Prezydent Rzeczypospolitej Andrzej Duda ogłosił wczoraj, że chce aby 25 października odbyło się referendum dotyczące kwestii wieku emerytalnego, prywatyzacji lasów oraz obowiązku szkolnego sześciolatków.

O pierwszych dwóch kwestiach nie będę się wypowiadał, jednak ostatnia sprawa bezpośrednio dotyczy także gdańskiego samorządu. Dlaczego? Ponieważ Gdańsk, podobnie jak wiele innych samorządów, zainwestował mnóstwo pieniędzy w to, by sześciolatki dobrze czuły się w naszych szkołach. Ale nie tylko o pieniądze tu chodzi, lecz także o olbrzymi kapitał społeczny, który udało nam się wypracować.

Gdańskie szkoły podstawowe są dobrze przygotowane na przyjęcie sześciolatków. Fachowa kadra nauczycielska, przyjazna atmosfera, dobrze wyposażone sale do nauki i do zabawy – to nasze atuty. Nie dziwi więc fakt, że już w roku szkolnym 2011/2012 w pierwszych klasach było aż 30% gdańskich sześciolatków! A był to przecież czas, kiedy nie było obowiązku posyłania ich do pierwszej klasy. Stało się tak, bo Gdańsk już w latach 2009-2010 zainwestował w sale lekcyjne, place zabaw dla najmłodszych uczniów oraz w specjalne pomoce dydaktyczne, remonty i adaptacje prawie dwa miliony złotych. W ramach programu „Radosna szkoła”, wszystkie szkoły podstawowe prowadzone przez Miasto zostały wyposażone w pomoce dydaktyczne do miejsc zabaw w szkole! W ramach tego i innych programów zaprojektowanych i wybudowanych z myślą o najmłodszych uczniach zostało kilkadziesiąt placów zabaw (łącznie w latach 2009-2014 powstało ich blisko czterdzieści kosztem ponad sześciu milionów złotych).

Od kilku lat gdańskie szkoły organizują dni otwarte, które cieszą się dużym powodzeniem. Każdy rodzic może przyjść do szkoły, zobaczyć, jak ona funkcjonuje i jakich warunkach będzie się uczyć jego dziecko. Takie wizyty często rozwiewają obawy i pokazują, że straszenie rzekomo nieprzygotowanymi szkołami nie ma sensu. Nie ma go na pewno w przypadku gdańskich szkół.

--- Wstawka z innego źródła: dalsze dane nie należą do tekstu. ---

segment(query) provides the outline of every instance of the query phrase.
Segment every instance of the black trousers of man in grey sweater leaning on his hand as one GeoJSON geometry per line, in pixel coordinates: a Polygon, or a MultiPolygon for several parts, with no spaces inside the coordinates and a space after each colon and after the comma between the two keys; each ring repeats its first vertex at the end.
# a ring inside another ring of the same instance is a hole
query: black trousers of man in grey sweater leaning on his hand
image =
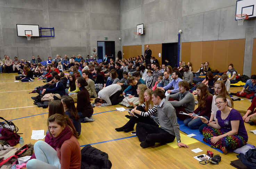
{"type": "Polygon", "coordinates": [[[168,133],[161,127],[146,123],[138,123],[136,125],[136,133],[140,142],[146,141],[148,144],[153,145],[155,143],[171,143],[175,139],[175,135],[168,133]]]}

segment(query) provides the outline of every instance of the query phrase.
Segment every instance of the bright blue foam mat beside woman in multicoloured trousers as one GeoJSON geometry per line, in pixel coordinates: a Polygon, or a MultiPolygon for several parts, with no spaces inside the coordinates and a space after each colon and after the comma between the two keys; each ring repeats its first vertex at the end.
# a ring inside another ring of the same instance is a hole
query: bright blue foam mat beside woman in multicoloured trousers
{"type": "MultiPolygon", "coordinates": [[[[179,118],[177,118],[177,122],[178,122],[179,125],[180,125],[180,131],[182,131],[182,132],[184,132],[184,133],[186,133],[186,134],[192,134],[192,133],[193,133],[193,134],[196,134],[196,136],[193,136],[193,138],[195,138],[195,139],[197,139],[198,141],[200,141],[200,142],[202,142],[202,143],[204,143],[204,144],[210,146],[209,143],[206,143],[206,142],[203,141],[204,136],[203,136],[202,133],[199,132],[198,129],[193,130],[193,129],[189,128],[188,126],[185,126],[184,123],[183,123],[183,121],[181,121],[179,118]]],[[[211,147],[211,148],[212,148],[212,147],[211,147]]],[[[212,148],[212,149],[215,149],[215,148],[212,148]]],[[[217,151],[223,153],[220,149],[215,149],[215,150],[217,150],[217,151]]]]}

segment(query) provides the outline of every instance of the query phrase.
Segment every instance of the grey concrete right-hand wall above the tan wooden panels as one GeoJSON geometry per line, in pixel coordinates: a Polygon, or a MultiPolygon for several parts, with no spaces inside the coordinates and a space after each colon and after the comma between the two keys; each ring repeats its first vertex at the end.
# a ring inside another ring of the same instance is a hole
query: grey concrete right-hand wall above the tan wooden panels
{"type": "MultiPolygon", "coordinates": [[[[246,39],[243,73],[250,75],[255,19],[238,26],[236,0],[121,0],[122,45],[246,39]],[[144,23],[145,35],[134,39],[136,25],[144,23]]],[[[182,46],[181,46],[182,47],[182,46]]],[[[181,56],[182,58],[182,56],[181,56]]]]}

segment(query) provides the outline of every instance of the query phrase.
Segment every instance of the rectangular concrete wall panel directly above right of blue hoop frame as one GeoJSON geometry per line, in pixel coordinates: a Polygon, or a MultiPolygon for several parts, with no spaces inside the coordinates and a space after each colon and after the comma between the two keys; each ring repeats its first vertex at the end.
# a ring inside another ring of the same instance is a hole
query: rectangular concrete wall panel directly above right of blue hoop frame
{"type": "Polygon", "coordinates": [[[55,29],[86,29],[85,13],[49,11],[49,24],[55,29]]]}

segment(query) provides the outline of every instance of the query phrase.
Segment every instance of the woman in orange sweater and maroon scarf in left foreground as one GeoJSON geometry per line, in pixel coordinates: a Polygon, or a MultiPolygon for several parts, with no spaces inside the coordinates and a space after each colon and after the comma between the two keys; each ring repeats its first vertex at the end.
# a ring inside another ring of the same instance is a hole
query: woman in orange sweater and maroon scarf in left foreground
{"type": "Polygon", "coordinates": [[[48,118],[51,142],[57,147],[55,151],[49,144],[40,140],[34,145],[36,159],[27,162],[27,169],[80,169],[81,150],[77,141],[78,133],[68,117],[54,114],[48,118]]]}

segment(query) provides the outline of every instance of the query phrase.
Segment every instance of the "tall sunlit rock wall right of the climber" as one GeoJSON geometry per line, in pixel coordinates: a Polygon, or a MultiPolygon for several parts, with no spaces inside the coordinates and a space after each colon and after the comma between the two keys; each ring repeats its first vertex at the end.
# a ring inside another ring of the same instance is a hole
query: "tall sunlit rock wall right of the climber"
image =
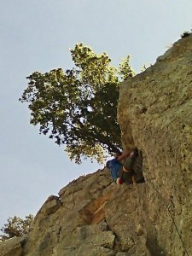
{"type": "Polygon", "coordinates": [[[149,251],[192,255],[192,36],[121,85],[118,119],[124,145],[143,152],[149,251]]]}

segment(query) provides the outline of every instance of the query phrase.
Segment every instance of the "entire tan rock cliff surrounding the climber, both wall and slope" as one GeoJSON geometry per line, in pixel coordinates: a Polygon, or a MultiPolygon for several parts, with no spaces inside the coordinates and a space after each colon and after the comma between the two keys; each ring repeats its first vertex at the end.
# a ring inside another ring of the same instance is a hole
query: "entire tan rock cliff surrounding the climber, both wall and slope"
{"type": "Polygon", "coordinates": [[[143,154],[145,183],[112,183],[108,169],[44,202],[26,237],[2,256],[192,255],[192,36],[120,86],[124,147],[143,154]]]}

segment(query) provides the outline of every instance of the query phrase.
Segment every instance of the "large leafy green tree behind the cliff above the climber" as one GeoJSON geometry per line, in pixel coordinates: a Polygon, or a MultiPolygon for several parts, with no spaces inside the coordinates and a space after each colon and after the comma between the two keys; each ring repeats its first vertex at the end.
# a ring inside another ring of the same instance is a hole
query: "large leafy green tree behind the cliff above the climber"
{"type": "Polygon", "coordinates": [[[105,52],[97,55],[84,44],[70,51],[75,67],[32,73],[20,102],[29,103],[31,124],[40,125],[40,133],[58,145],[66,145],[71,160],[80,163],[89,157],[101,163],[121,148],[116,118],[119,82],[134,75],[130,56],[117,69],[105,52]]]}

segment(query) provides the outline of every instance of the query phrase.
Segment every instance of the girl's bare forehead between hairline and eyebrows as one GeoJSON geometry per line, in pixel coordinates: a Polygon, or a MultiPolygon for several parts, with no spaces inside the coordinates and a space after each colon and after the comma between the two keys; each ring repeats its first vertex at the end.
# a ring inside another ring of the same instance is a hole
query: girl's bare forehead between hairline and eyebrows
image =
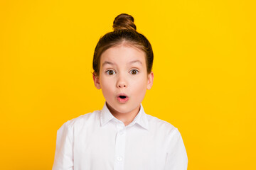
{"type": "Polygon", "coordinates": [[[144,51],[133,45],[117,45],[114,47],[110,47],[105,52],[102,53],[100,57],[100,63],[104,64],[104,62],[114,62],[117,64],[122,63],[139,63],[144,64],[146,61],[146,54],[144,51]],[[132,62],[139,61],[139,62],[132,62]]]}

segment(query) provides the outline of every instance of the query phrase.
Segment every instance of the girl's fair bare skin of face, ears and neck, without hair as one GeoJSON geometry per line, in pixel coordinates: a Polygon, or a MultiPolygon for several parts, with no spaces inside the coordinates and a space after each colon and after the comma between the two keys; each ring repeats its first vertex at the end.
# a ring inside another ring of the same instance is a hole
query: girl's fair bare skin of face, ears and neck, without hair
{"type": "Polygon", "coordinates": [[[110,47],[100,57],[100,75],[93,81],[107,102],[112,115],[124,125],[134,120],[147,89],[153,85],[153,72],[146,72],[145,52],[122,42],[110,47]],[[119,97],[127,96],[126,99],[119,97]]]}

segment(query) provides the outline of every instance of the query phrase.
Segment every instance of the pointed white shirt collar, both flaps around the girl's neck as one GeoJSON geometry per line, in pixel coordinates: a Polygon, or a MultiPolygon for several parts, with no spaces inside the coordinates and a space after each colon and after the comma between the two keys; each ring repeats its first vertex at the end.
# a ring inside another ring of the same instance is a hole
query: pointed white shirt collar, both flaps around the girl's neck
{"type": "MultiPolygon", "coordinates": [[[[104,126],[112,119],[117,120],[117,118],[115,118],[114,115],[112,115],[112,113],[110,113],[110,110],[107,108],[107,102],[105,101],[105,104],[104,104],[102,110],[100,111],[100,125],[104,126]]],[[[129,125],[134,125],[135,123],[142,126],[142,128],[149,130],[149,122],[146,118],[146,113],[144,112],[142,103],[140,104],[139,113],[136,115],[134,120],[132,120],[132,123],[130,123],[129,125]]]]}

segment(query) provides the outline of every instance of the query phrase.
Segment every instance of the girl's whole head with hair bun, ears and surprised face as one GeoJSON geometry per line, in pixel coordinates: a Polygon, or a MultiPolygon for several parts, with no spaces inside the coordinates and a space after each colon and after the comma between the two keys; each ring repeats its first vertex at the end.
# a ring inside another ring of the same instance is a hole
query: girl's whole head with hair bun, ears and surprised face
{"type": "Polygon", "coordinates": [[[133,21],[124,13],[117,16],[114,31],[100,38],[95,48],[93,80],[112,114],[138,113],[153,84],[152,48],[133,21]]]}

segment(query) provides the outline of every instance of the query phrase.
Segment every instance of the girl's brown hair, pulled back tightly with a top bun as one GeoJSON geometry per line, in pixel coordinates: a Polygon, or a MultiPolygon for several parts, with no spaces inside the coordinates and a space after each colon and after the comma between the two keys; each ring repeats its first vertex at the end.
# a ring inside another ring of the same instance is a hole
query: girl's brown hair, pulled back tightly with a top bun
{"type": "Polygon", "coordinates": [[[133,45],[145,52],[146,72],[149,74],[153,65],[153,50],[149,40],[136,31],[137,28],[134,24],[134,18],[126,13],[120,14],[114,18],[113,29],[114,31],[105,34],[97,42],[92,62],[93,74],[95,76],[100,75],[100,56],[102,53],[110,47],[122,44],[122,42],[127,42],[129,45],[133,45]]]}

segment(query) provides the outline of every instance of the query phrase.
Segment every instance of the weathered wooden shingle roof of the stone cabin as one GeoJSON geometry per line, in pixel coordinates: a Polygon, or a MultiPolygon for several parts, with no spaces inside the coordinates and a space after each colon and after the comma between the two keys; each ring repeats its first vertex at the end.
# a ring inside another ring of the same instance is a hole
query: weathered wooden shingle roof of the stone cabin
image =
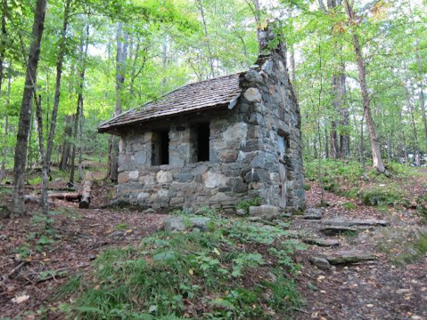
{"type": "Polygon", "coordinates": [[[173,92],[115,116],[98,126],[98,132],[146,121],[157,120],[205,108],[224,106],[240,96],[239,76],[242,72],[186,84],[173,92]]]}

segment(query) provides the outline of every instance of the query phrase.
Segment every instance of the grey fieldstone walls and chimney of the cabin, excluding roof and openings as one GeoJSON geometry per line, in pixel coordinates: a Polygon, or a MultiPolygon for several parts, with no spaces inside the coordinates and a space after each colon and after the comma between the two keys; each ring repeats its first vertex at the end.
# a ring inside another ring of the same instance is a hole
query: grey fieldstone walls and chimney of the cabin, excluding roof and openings
{"type": "Polygon", "coordinates": [[[168,129],[169,164],[152,165],[160,123],[144,130],[122,130],[119,145],[119,200],[153,209],[169,207],[234,208],[259,196],[279,205],[278,137],[286,141],[287,206],[302,208],[300,110],[286,69],[283,44],[267,43],[260,33],[259,60],[240,75],[242,94],[229,108],[174,116],[168,129]],[[263,44],[264,43],[264,44],[263,44]],[[196,124],[209,123],[209,161],[195,162],[196,124]]]}

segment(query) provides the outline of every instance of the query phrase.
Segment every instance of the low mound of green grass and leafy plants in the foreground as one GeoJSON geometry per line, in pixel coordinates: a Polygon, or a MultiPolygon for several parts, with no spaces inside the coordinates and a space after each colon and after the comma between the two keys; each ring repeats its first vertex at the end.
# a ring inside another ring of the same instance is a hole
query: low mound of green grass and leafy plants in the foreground
{"type": "Polygon", "coordinates": [[[217,220],[211,232],[163,232],[103,252],[64,309],[79,319],[289,316],[301,304],[291,258],[299,248],[283,229],[267,227],[217,220]]]}

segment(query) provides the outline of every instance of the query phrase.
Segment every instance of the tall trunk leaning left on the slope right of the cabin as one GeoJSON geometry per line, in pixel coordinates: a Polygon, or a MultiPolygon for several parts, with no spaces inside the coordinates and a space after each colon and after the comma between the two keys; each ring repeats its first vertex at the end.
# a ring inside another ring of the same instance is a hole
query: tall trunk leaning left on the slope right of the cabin
{"type": "MultiPolygon", "coordinates": [[[[346,4],[347,4],[347,13],[349,15],[349,20],[352,23],[355,21],[354,12],[349,5],[349,0],[346,0],[346,4]]],[[[366,124],[367,124],[369,135],[370,135],[374,168],[377,170],[378,173],[383,173],[386,176],[390,176],[390,172],[388,172],[385,169],[384,163],[382,162],[380,144],[378,141],[378,136],[376,134],[374,119],[372,117],[372,112],[370,107],[371,99],[369,98],[369,92],[367,90],[365,60],[363,58],[362,48],[360,46],[359,39],[356,33],[353,33],[352,40],[353,40],[353,46],[355,49],[356,60],[357,60],[357,71],[358,71],[358,77],[360,82],[360,90],[362,92],[364,115],[365,115],[366,124]]]]}

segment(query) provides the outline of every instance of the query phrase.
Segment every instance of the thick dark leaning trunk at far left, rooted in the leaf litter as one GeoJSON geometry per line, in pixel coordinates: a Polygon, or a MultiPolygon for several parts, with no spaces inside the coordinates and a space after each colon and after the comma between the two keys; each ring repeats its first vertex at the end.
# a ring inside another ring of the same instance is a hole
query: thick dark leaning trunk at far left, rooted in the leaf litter
{"type": "Polygon", "coordinates": [[[27,164],[27,151],[29,141],[29,128],[31,122],[31,100],[36,89],[37,67],[40,58],[40,45],[45,28],[46,0],[37,0],[34,23],[32,30],[32,42],[29,47],[29,58],[25,76],[25,88],[22,96],[20,122],[18,125],[17,141],[14,156],[14,196],[12,205],[13,215],[25,213],[23,185],[25,180],[25,167],[27,164]]]}

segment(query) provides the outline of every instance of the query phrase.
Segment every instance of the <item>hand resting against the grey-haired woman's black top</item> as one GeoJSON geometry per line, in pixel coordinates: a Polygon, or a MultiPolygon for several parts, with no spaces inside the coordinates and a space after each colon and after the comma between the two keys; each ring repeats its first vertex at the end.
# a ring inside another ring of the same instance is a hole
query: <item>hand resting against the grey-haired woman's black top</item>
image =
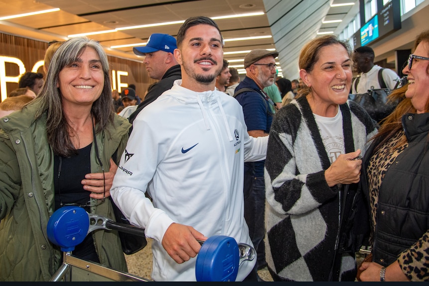
{"type": "Polygon", "coordinates": [[[114,174],[116,174],[117,165],[110,158],[110,169],[108,172],[103,173],[90,173],[85,175],[85,179],[82,180],[82,185],[84,185],[84,190],[91,191],[90,197],[101,199],[103,198],[103,193],[106,190],[106,197],[110,196],[110,188],[113,183],[114,174]],[[106,179],[106,183],[104,182],[106,179]],[[105,185],[106,184],[106,185],[105,185]]]}

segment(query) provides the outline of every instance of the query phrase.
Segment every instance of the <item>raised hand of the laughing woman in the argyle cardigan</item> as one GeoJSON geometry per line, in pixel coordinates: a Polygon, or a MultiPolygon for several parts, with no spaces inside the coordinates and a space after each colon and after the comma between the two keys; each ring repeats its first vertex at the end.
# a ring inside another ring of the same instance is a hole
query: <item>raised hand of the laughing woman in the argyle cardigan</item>
{"type": "Polygon", "coordinates": [[[329,187],[337,184],[358,183],[362,160],[353,160],[360,155],[360,150],[341,154],[325,171],[324,176],[329,187]]]}

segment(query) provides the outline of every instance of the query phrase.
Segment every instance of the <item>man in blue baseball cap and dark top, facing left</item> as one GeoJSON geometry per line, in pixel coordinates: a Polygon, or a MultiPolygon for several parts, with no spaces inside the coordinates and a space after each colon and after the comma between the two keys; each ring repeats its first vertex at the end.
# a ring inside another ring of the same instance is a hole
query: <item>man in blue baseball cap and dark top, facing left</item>
{"type": "MultiPolygon", "coordinates": [[[[143,101],[129,116],[130,123],[147,104],[171,89],[175,80],[182,79],[180,65],[173,55],[174,49],[177,49],[176,39],[168,34],[158,33],[150,35],[146,46],[133,48],[134,54],[145,56],[143,63],[149,77],[159,82],[150,87],[143,101]]],[[[129,130],[131,132],[132,127],[129,130]]]]}

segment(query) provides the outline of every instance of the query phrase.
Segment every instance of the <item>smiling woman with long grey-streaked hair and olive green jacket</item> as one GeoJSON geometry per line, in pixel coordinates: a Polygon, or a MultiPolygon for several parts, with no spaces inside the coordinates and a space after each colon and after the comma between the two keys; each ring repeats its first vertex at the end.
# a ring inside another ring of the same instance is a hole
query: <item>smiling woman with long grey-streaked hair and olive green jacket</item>
{"type": "MultiPolygon", "coordinates": [[[[51,278],[62,253],[46,225],[61,206],[113,217],[112,158],[130,124],[113,111],[108,68],[98,42],[72,38],[54,54],[39,96],[1,119],[0,280],[51,278]]],[[[127,271],[116,231],[92,232],[73,254],[127,271]]]]}

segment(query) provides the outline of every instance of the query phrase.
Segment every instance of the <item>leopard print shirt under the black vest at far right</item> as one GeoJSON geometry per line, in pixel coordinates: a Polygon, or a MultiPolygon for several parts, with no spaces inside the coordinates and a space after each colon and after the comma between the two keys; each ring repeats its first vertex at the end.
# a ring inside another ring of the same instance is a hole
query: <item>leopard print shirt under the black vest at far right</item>
{"type": "MultiPolygon", "coordinates": [[[[381,182],[386,175],[389,167],[395,162],[402,151],[407,148],[408,143],[396,147],[401,137],[405,136],[404,131],[398,132],[395,136],[386,142],[369,160],[368,166],[368,186],[370,191],[370,205],[372,212],[372,229],[370,242],[373,241],[373,233],[377,222],[376,213],[378,205],[378,193],[381,182]],[[386,160],[389,158],[389,160],[386,160]]],[[[428,232],[412,245],[404,250],[398,257],[398,263],[411,281],[429,281],[429,236],[428,232]]]]}

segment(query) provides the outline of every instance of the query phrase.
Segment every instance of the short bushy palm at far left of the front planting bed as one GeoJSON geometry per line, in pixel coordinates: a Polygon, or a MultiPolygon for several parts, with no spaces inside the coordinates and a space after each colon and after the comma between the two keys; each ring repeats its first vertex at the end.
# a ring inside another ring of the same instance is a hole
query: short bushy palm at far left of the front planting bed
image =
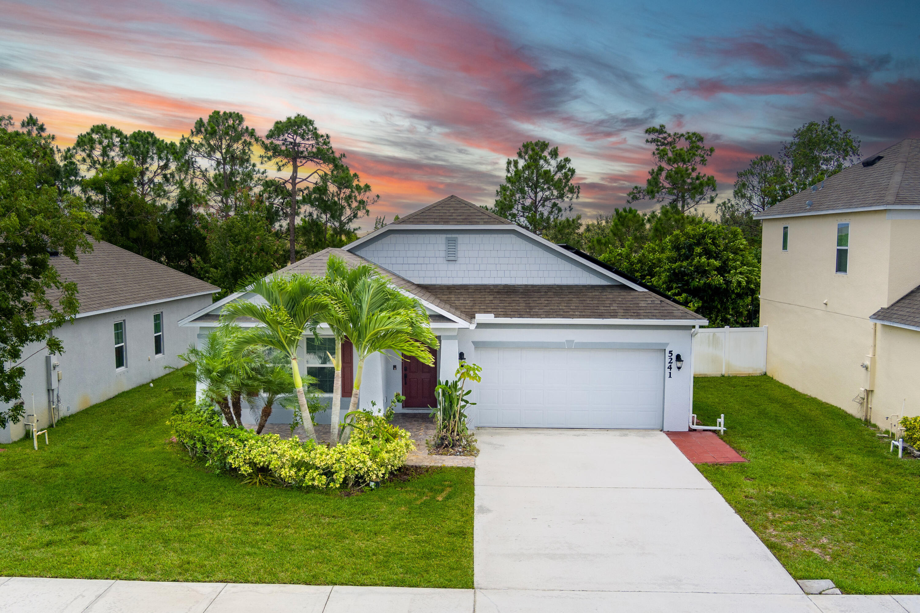
{"type": "Polygon", "coordinates": [[[190,376],[204,386],[204,397],[217,405],[224,413],[224,420],[233,428],[243,427],[242,422],[236,419],[231,399],[247,386],[247,363],[251,359],[248,353],[237,356],[227,353],[228,344],[239,332],[238,326],[212,330],[201,348],[191,345],[186,353],[178,355],[187,364],[194,365],[190,376]]]}

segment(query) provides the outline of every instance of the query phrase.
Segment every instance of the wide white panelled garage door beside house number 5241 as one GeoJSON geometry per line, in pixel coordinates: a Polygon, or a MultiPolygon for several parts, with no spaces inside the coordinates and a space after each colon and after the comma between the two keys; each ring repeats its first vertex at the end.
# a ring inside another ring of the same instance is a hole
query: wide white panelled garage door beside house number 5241
{"type": "Polygon", "coordinates": [[[485,349],[478,426],[661,429],[658,349],[485,349]]]}

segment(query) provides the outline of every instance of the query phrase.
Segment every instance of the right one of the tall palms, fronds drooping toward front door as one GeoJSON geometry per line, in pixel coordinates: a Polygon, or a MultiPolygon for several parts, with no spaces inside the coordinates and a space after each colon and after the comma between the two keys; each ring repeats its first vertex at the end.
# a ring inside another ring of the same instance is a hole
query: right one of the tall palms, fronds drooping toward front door
{"type": "MultiPolygon", "coordinates": [[[[438,339],[431,332],[428,313],[417,299],[400,293],[384,278],[376,275],[363,278],[348,295],[333,302],[326,320],[351,340],[358,354],[349,412],[358,410],[364,360],[368,355],[389,351],[399,356],[411,355],[423,364],[434,363],[429,347],[437,348],[438,339]]],[[[341,438],[347,440],[348,433],[341,434],[341,438]]]]}

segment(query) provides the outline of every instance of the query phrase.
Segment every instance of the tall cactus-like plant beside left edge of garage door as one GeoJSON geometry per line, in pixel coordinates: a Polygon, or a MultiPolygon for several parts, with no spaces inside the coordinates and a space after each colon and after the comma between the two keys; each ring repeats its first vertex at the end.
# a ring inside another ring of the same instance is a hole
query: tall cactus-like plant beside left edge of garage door
{"type": "Polygon", "coordinates": [[[476,437],[467,426],[468,416],[466,409],[476,402],[471,402],[467,397],[473,392],[466,389],[467,381],[482,381],[482,367],[477,364],[461,362],[453,381],[438,381],[434,388],[434,397],[438,406],[431,410],[437,428],[434,440],[429,442],[432,450],[442,450],[448,453],[465,453],[475,451],[476,437]]]}

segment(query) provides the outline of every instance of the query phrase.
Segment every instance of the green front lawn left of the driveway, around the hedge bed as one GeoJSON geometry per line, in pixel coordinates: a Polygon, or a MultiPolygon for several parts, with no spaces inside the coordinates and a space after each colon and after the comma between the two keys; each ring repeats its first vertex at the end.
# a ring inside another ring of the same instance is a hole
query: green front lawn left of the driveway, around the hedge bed
{"type": "Polygon", "coordinates": [[[181,374],[0,453],[0,576],[473,587],[473,469],[373,492],[242,485],[167,444],[181,374]]]}

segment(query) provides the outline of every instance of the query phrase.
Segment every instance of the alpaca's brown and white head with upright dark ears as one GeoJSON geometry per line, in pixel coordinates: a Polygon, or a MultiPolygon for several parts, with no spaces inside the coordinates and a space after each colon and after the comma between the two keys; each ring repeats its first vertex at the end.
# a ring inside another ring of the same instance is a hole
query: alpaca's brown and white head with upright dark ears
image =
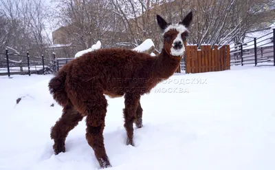
{"type": "Polygon", "coordinates": [[[192,11],[179,23],[167,23],[157,14],[157,24],[162,29],[164,37],[164,50],[170,56],[183,56],[186,49],[186,37],[192,21],[192,11]]]}

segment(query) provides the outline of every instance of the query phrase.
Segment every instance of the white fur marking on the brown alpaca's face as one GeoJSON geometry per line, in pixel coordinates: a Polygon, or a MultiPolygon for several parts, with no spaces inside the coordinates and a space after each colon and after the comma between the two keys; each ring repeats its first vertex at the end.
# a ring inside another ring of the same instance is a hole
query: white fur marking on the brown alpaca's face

W rozpoczynającym się za kilka dni nowym roku szkolnym, do pierwszych klas w szkołach publicznych prowadzonych przez Gdańsk będzie uczęszczało 3413 sześciolatków. Z danych Wydział Rozwoju Społecznego wynika, że jedynie około 8-10 procent sześciolatków nie pójdzie do klasy pierwszej. To jeden z najlepszych wyników w kraju, jak podkreśla dziś w artykule „Gazeta Wyborcza” (http://wyborcza.pl/1,75478,18602290,rodzice-szesciolatkow-niegotowi-do-i-klasy-odroczenia-dla-dzieci.html).

 

Jaki jest więc sens ogłaszania referendum w sprawie uczęszczania sześciolatków do szkół? Straszenia szkołą, rzekomo utraconym dzieciństwem? Te demagogiczne i nieprawdziwe argumenty mogą sprawić, że wielu rodziców nie pośle swoich dzieci do szkół. Stracą one tak naprawdę wtedy rok wspólnego uczenia się życia z rówieśnikami. A samorządy, w tym gdański, w wyniku tego swoistego plebiscytu, mogą też stracić wielki kapitał społeczny, który udało nam się w ostatnich latach stworzyć. A tego – w przeciwieństwie do poniesionych milionowych nakładów na oświatę – wycenić się nie da.